We offer our services in eight languages, including Punjabi, Telugu, Tamil, Kannada, Malayalam, Marathi, Gujarati and Bengali.
AIM: Which Tier accounts for your core user base?
Vipul Chaudhary: Our core user base is customers in Tier 2 or 3 cities. We also have users from Hyderabad, Bangalore and Mumbai. We have 20-22% penetration in a district, but it’s less in cities like Bangalore and Mumbai. While we are not focusing on it, we believe the top Tier can also benefit from what Lokal offers in terms of local information.
AIM: Tell us about your language corpus.
Vipul Chaudhary: Our regional language corpus comprises the information people have posted on our platform in their regional languages. Our focus is on how we use it. We are trying to take the information that comes to us on the platform and analyse and understand it through NLU. That’s the input part. After understanding the language, we have to understand the users as well. We tag their interests based on what they are saying. Now, we have content understanding and user profiling; we take these two parts, and then our job is to match them with each other.
AIM: Indic datasets are one of the biggest focus areas in AI. How does Lokal collect regional data?
Vipul Chaudhary: The existing libraries and data are usually Wikipedia for NLP, or they have a corpus of existing data scraped from regional newspapers. Lokal generates 10X more content compared to local newspapers. Our content talks about what is happening in the area, different subjects and people. For local information, we will ask where it happened, when it happened, and what happened? Hence we have a better-tagged corpus by default. If your input is better, your output will be better. We have a very clean, filtered, tagged input and a huge corpus on top of it. So that helps us build much better accurate models.
AIM: Tell us about Lokal’s tech stack
Vipul Chaudhary: Our tech stack has evolved rapidly. When I first built it, I used Python Django as my starting point because it could quickly get us up and running.
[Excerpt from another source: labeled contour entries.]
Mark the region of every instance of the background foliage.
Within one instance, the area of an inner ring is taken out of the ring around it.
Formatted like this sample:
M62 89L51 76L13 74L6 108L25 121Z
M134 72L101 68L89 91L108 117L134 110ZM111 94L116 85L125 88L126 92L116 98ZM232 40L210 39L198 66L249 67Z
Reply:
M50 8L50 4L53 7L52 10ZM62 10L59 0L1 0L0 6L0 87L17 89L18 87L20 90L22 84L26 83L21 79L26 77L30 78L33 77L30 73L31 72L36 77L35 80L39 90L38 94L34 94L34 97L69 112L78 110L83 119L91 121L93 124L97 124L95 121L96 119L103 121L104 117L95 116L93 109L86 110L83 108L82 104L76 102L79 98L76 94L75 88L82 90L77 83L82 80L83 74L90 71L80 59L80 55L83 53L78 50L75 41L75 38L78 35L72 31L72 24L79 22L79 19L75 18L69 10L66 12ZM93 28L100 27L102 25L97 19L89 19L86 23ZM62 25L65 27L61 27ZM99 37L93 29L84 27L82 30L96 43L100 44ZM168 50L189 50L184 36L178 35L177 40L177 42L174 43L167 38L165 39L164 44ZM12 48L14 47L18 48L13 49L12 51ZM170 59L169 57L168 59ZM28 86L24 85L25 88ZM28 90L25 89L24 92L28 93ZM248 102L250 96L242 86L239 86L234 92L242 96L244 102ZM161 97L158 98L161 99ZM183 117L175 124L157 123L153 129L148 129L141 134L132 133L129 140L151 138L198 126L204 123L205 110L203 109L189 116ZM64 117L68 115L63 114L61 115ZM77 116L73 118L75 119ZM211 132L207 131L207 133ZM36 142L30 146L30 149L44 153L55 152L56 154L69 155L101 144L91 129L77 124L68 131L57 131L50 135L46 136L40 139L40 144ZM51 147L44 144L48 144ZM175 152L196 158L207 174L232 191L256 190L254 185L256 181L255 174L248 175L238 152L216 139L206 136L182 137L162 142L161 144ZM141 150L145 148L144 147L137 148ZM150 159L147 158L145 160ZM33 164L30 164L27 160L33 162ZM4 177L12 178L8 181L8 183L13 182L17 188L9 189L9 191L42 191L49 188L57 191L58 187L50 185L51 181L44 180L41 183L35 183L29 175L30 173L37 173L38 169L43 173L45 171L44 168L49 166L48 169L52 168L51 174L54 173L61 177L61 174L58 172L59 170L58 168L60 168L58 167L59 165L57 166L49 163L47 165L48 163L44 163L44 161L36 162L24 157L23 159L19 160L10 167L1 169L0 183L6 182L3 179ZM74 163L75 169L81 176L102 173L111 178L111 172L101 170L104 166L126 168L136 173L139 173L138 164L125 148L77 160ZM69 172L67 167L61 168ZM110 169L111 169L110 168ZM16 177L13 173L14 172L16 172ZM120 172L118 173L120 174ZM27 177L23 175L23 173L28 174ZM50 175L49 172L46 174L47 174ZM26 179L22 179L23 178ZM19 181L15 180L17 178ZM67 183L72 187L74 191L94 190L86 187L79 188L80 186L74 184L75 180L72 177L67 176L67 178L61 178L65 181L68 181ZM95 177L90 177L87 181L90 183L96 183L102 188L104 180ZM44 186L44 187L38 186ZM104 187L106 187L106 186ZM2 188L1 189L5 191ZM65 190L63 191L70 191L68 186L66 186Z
Even today, the core is Python Django. Our website is based on Node.js and React.js. Our Android app is based on native Android Kotlin. We have an analytics system that we’ve built in-house based on Red Panda and Apache with Kafka cues in the middle. We also have a lot of transcoding being done for videos right now. Our video transcode maker turns videos into streamable content because those are static videos. This service is also being run on FFmpeg Codex, and for tags, we use Python.
AIM: Considering the magnitude of user data Lokal collects, how do you ensure data security?
Vipul Chaudhary: We use the best standards to ensure data privacy. All our servers are in India. We anonymise the user data, and we analyse it in buckets and chunks. The machine would be doing a lot of analysis. We have completely isolated our production environment and our development environment on our cloud systems. No developer has direct access to our production environment.
All our data is in a virtual private cloud to prevent outsider hacking. Since the data itself is anonymised and isolated between environments, even if one can hack into one system, they will not be able to extract personally identifiable information. Also, development in cloud safety and data safety is an active research domain for us.